Slide 25 In the first few rows of the Data View, we see that possible values for earnrs range from 0 through 3, and it is likely that there are higher values.

Slide 26 In the Variable View, we see that the variable earnrs uses only one numeric code for missing data: 9.

Slide 27 If we eliminate the code for missing data, there is only one value with a label, though we found other values for earnrs in the Data View. The labeling for this variable indicates that the highest code is used for 8 or more earners. This is done to eliminate higher number codes that have low frequencies. We can use earnrs as a categorical variable, but we would probably want to assign labels to the other values.

Slide 28 Assigning a label to a single value for a variable does not alter the order or rank of the other values of the variable. The variable can be treated as quantitative. The statement that ""How many in family earned money" can be used as a quantitative variable" is correct.
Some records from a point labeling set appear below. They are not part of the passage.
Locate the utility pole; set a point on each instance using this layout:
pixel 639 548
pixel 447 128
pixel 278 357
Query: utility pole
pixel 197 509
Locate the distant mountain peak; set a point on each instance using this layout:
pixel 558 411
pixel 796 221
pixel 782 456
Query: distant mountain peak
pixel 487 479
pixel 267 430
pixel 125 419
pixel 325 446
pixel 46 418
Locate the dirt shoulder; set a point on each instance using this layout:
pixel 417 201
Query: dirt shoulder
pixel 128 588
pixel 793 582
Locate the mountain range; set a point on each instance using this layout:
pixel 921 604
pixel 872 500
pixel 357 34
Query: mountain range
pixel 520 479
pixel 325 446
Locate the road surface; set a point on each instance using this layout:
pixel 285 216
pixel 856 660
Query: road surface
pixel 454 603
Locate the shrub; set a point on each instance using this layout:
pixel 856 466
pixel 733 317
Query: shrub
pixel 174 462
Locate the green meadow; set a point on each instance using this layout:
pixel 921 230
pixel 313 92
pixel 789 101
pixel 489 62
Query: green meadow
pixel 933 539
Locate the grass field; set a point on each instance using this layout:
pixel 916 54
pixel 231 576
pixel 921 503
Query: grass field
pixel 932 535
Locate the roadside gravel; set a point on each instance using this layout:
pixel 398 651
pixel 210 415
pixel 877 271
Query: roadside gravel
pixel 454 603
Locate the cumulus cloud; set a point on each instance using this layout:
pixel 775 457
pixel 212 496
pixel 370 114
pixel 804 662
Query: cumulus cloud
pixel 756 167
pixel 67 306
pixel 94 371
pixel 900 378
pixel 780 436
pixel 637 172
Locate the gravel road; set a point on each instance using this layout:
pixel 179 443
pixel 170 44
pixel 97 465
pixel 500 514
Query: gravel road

Since the variable has been assigned category labels in SPSS, the researchers who created the data set expected it to be used as a categorical variable. The statement that ""How many in family earned money" can be used as a categorical variable" is correct.

Slide 29 The tenth problem asks the same pair of questions about the highest academic degree [degree].

Slide 30 The variable degree uses three numeric codes for missing data: 7, 8, and 9.

Slide 31 If we eliminate the codes for missing data (7, 8, and 9), there are five valid values. The are ordered by level of academic achievement and the number of years it takes to complete the degree. Graduate degrees take more years of school than bachelor degrees, which take more years of school than junior college degrees, etc.

Slide 32 While labels have been assigned to the values for this variable, the labels follow the order of the numeric codes. The order or rank to the response set supports the use of the variable as quantitative. The statement that "Highest academic degree can be used as a quantitative variable" is correct and the check box is marked. Since the variable has been assigned category labels in SPSS, the researchers who created the data set expected it to be used as a categorical variable. The statement that ""Highest academic degree" can be used as a categorical variable" is correct and the check box is marked.

Slide 33 When we have finished all of the questions, we click on the Submit at the bottom of the assignment.

Slide 34 BlackBoard asks us to verify that we wanted to submit the assignment. Click on the OK button.

Slide 35 Once the assignment is graded, we have the option to review the results. Click on the OK button.

Slide 36 Correct answers are marked with a green check. Incorrect answers are marked with a red X. Feedback is included to help you understand the reasons why the answers were correct or incorrect.